It's getting tougher for Minnesotans to avoid the state's taxes by spending part of the year somewhere else.
Snowbirds and high earners are discovering that they must do more than buy a condo in the Sun Belt and register a vehicle there, after a court decision last year reinforced the state's ability to use any of more than two dozen criteria to determine who is a Minnesota resident.
"People refer to it as Hotel Minnesota," said Matt Shea, a lawyer at Gray Plant Mooty. "You can come any time you like, but you can never leave."
To determine tax residency, the state is looking at such things as where people vote, whether they mostly use Minnesota bank accounts and whether they go to the doctor here or in another state. Accountants and lawyers are advising clients who want to avoid Minnesota tax to sell local property and businesses if possible, and definitely to spend less time here than wherever they plan to claim as their new home state.
While the rules apply to anyone, they present a particular quandary for ultra-affluent people who are more likely to split their time between homes in Minnesota and low-tax Sun Belt states. A new, higher tax bracket for the biggest incomes has increased the incentive for these people to claim an out-of-state home as their primary residence.

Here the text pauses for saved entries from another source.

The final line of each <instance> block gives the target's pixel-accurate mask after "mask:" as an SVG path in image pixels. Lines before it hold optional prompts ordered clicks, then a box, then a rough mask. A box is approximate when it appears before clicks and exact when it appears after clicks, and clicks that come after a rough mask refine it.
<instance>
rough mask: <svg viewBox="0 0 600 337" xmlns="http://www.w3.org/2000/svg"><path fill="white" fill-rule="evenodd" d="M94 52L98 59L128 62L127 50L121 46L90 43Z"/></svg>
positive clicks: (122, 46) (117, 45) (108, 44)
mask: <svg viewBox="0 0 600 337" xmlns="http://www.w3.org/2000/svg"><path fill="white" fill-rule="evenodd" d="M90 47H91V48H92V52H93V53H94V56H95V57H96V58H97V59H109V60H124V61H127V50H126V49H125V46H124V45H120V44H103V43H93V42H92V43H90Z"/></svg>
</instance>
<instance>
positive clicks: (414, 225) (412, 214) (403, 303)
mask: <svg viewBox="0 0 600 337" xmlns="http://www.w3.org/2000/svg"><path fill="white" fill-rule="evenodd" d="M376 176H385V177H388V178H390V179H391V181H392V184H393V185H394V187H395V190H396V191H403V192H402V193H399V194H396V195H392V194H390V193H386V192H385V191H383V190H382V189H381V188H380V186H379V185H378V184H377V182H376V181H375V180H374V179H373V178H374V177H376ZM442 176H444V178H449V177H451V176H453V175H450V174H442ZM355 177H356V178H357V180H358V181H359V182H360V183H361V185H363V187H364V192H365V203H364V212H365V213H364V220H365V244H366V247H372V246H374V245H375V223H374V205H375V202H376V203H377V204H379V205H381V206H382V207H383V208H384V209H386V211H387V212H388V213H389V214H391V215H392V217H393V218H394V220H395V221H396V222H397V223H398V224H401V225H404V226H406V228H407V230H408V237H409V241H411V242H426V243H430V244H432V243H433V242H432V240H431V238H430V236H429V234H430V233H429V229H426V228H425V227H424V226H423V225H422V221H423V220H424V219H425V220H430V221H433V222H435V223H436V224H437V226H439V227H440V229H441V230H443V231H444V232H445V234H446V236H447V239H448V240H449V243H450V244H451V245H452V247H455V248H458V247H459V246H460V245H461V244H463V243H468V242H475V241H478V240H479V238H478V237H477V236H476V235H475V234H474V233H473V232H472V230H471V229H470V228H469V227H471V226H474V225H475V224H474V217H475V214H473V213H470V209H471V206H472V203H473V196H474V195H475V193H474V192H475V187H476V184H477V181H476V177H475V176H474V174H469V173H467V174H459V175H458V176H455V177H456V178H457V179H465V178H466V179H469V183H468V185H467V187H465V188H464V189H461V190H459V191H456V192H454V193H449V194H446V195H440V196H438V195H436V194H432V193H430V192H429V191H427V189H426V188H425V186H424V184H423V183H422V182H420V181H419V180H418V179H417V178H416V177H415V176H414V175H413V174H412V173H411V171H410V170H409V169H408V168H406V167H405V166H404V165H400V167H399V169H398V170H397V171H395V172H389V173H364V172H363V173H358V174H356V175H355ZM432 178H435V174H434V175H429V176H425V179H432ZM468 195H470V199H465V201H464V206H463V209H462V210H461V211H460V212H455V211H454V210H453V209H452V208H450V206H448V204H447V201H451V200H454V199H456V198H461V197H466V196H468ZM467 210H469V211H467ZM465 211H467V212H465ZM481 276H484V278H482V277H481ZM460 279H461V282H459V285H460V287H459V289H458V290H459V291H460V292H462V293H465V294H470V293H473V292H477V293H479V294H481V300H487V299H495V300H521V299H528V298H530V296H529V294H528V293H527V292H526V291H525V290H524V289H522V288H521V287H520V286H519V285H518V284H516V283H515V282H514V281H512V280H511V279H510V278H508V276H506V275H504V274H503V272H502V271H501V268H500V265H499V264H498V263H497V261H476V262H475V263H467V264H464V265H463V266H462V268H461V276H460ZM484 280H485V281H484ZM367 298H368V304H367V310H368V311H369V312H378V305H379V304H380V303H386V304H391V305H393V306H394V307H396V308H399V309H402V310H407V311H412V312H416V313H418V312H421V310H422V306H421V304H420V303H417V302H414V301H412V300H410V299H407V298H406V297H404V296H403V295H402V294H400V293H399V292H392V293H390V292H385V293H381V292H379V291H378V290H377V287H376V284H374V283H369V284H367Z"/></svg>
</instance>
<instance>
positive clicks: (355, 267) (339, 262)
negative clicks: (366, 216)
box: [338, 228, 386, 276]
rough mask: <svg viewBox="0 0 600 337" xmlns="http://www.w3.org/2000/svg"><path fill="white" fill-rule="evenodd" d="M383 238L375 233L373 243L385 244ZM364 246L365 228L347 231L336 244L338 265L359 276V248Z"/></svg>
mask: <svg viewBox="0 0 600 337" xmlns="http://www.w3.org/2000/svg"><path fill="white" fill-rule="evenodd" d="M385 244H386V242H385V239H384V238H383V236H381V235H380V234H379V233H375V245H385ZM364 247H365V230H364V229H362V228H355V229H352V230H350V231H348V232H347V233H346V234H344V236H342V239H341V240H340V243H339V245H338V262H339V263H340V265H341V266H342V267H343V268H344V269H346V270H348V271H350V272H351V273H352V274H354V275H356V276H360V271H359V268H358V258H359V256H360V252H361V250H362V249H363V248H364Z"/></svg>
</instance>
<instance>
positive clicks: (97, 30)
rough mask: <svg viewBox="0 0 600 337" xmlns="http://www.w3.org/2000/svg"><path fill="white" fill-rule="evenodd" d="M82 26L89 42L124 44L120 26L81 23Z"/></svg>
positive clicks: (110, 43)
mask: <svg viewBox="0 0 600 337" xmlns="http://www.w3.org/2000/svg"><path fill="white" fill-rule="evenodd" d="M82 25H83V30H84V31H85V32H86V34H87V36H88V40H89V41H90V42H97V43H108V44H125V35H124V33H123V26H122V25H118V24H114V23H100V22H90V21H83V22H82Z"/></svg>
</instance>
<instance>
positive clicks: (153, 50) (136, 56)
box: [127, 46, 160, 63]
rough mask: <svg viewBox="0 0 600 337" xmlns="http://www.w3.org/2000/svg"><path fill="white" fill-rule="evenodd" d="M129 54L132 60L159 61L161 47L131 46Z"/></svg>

But disregard any of the 26 rules set forth by the Department of Revenue, legal and financial advisers say, and would-be Minnesota expatriates risk receiving a tax bill in the mail and likely losing in court if they contest it.
"It's hard for people who still want to keep some ties to the state they started in," said John Bedosky, an attorney for Eide Bailly, an accounting and consulting firm. "You've got to sever almost all of your ties."
Attempting to establish residency elsewhere — especially in such states as Nevada, Texas and Florida that have no income or estate tax — is not a new strategy for wealthy Minnesotans. But the creation of the new, higher top income bracket has raised the stakes.